A special examination recently occurred in the Meander Medical Center. A nearly 1,000 year old mummy received a CT scan and had samples taken with an endoscope. Several hospital employees helped with this unique project in their free time.

The leader of this study is the Amersfoort resident Erik Bruijn, an expert in the field of Buddhist art and culture and guest curator at the World Museum in Rotterdam. Gastrointestinal and liver doctor Reinoud Vermeijden and radiologist Ben Heggelman received the Chinese mummy at the hospital for internal examination on September 3rd. The mummy was part of the Mummies exhibition earlier this year and dates from the 11th or 12th century. The mummy is the mummified body of the Buddhist master Liuquan, who belonged to the Chinese Meditation School. The discovery of the mummy is of great cultural significance. It is not only the only one of its kind, but also the only Chinese Buddhist mummy that is available for scientific research in the West.

With an endoscope made specially available by Surgical Technologies in Didam, Vermeijden took samples of a yet unidentified material and examined the thoracic and abdominal cavities.
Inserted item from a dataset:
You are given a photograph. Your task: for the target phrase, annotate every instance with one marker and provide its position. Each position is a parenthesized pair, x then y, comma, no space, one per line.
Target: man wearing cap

He made a spectacular discovery - among all kinds of rotten material in the space where there had one been organs, he found paper scraps that are printed with ancient Chinese characters. Heggelman took a CT scan that beautifully shows how the mummy looks inside and took samples of bone material for DNA testing. The research will be published in the monograph that will appear on Master Liuquan. The mummy has since been taken to Hungary where it will be on display at the National Museum of Natural History in Budapest until May 2015.